Cursor Composer 2 shows how permissive licensing fosters derivative ecosystems: it applied RL to Kimi K2.5 (MIT) as a base. With Gemma 4 under Apache 2.0, expect derivatives specialized for coding or Japanese to emerge.
Training data cutoff: January 2025.
The open‑weight MoE landscape
In early 2026, the open‑weights MoE market is crowded, and design philosophies stand out:
Qwen: task‑specific MoE lineup. General text (Qwen3.5‑35B‑A3B), coding (Qwen3‑Coder‑Next), and omni‑modal (Qwen3‑Omni)—specialized models built on a shared MoE framework. An SSM+Attention hybrid pursues memory efficiency for long context. The Ollama MLX backend also targeted Qwen3.5 first, giving it an inference‑ecosystem head start.

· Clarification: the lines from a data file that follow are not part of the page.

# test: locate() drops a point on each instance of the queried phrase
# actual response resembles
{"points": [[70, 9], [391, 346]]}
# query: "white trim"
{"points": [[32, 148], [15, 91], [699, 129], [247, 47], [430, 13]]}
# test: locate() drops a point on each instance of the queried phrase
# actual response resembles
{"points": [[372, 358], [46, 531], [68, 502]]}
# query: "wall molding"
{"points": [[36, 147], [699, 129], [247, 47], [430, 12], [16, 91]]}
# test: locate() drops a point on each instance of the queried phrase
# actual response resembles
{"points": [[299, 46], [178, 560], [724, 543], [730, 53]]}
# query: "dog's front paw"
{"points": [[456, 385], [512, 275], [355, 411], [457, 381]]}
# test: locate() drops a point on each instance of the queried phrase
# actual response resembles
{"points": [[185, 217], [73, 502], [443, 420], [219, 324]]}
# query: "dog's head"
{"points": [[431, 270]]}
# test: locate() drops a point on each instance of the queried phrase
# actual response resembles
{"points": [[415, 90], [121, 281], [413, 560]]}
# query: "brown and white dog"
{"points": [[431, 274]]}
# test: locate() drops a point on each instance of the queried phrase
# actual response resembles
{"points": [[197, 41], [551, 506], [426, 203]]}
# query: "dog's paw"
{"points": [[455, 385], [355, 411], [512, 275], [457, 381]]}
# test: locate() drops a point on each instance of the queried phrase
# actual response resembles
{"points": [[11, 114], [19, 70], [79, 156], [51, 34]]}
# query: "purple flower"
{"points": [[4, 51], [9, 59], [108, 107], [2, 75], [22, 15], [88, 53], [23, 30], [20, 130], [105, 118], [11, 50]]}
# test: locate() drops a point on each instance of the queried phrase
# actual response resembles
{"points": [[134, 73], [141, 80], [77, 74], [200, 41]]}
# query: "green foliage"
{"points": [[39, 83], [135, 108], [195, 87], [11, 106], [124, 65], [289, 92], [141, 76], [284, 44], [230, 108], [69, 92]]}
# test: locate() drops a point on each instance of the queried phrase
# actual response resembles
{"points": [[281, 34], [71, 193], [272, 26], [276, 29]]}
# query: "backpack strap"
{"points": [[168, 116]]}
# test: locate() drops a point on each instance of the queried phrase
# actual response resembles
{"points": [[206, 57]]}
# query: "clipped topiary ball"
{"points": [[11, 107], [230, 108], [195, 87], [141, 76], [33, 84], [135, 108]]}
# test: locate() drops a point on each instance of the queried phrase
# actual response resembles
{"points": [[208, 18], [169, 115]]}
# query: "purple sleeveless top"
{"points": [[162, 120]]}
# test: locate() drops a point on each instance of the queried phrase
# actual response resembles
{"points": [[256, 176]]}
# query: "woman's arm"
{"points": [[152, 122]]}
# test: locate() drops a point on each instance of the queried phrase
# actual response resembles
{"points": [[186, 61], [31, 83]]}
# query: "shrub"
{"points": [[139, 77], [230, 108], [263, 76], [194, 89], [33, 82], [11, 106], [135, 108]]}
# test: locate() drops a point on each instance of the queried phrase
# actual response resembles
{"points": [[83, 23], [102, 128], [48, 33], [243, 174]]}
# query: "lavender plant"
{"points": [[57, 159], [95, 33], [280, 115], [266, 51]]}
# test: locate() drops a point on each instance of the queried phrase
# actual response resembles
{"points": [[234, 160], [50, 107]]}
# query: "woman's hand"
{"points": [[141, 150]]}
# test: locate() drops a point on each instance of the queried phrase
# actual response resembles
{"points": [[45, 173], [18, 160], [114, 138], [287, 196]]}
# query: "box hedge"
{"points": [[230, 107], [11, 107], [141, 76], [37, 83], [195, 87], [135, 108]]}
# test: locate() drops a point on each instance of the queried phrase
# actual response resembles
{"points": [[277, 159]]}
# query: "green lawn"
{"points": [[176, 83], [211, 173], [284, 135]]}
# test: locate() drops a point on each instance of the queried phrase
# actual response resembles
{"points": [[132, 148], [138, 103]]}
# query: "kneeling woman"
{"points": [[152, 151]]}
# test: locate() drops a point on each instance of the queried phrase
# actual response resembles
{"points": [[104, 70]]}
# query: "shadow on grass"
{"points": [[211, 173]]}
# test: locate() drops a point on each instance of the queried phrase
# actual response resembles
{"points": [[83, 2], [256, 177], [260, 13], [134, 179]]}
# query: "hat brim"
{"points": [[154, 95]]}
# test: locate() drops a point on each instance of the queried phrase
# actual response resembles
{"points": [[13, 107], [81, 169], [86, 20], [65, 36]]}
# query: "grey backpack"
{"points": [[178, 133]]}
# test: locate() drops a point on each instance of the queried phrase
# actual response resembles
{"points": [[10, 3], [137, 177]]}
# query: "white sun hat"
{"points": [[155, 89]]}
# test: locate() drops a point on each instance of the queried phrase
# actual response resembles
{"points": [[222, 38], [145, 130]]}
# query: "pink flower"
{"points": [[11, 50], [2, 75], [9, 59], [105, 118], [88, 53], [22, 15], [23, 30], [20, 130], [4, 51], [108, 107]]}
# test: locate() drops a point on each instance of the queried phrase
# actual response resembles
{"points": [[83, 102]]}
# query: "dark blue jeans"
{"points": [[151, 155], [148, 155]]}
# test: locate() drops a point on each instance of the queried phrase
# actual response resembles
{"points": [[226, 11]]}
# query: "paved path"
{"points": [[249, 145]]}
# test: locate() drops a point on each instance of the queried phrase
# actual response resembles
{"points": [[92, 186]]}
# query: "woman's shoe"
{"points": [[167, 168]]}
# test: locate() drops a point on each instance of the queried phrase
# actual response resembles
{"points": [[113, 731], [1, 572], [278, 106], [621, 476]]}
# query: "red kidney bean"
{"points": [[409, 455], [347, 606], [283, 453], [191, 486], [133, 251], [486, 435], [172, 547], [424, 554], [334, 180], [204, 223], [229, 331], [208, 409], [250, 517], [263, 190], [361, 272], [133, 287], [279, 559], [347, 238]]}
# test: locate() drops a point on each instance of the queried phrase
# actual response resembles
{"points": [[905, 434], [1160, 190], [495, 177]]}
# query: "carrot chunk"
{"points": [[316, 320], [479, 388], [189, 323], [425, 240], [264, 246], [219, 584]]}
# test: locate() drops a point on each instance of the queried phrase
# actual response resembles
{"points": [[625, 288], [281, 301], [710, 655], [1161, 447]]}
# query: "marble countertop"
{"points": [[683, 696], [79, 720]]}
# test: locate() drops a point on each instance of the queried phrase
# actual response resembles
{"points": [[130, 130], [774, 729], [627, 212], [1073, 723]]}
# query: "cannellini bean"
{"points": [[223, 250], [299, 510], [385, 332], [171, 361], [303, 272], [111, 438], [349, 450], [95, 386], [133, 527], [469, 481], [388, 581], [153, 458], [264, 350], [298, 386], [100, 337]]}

Kimi: brute‑force giant MoE. K2.5 aims for benchmark leadership with 32B active out of 1T total. AIME 96.1% and BrowseComp 60.2% show that piling on parameters works. As the base for Cursor Composer 2, it’s now the “best starting point for RL.”
Sarvam: region focus + inference efficiency. 30B/105B specialize in 22 Indian languages and stabilize training with sigmoid routing. On H100, measured throughput hits 3–6× the Qwen3 baseline—aggressively optimized for inference.
NVIDIA: text focus + language specialization. Nemotron Nano 9B is a Transformer‑Mamba hybrid that leads Japanese performance, with up to 6× the throughput of similar‑size open models. The “9B is enough” philosophy competes directly with Gemma 4 E2B/E4B for the edge.
Gemma 4: stability via Dense FFN alongside MoE. Running Dense FFN in parallel with MoE makes routing failures less harmful. Active parameters are somewhat higher (3.8B), but Gemma 4 tops Qwen3‑Omni in math (AIME 88.3%) and beats Sarvam 30B in coding. Launching four sizes at once, it covers edge to desktop—a clear counter to Qwen’s task‑specific lineup.
No one beats Kimi K2.5 on math, and no one beats Gemma 4 E2B on edge vision. For raw inference efficiency look to Sarvam; for Japanese to Nemotron; for multimodal breadth to Qwen3‑Omni. Gemma 4 differentiates by balanced strength across axes and a coherent lineup that carries one design from E2B up to 31B.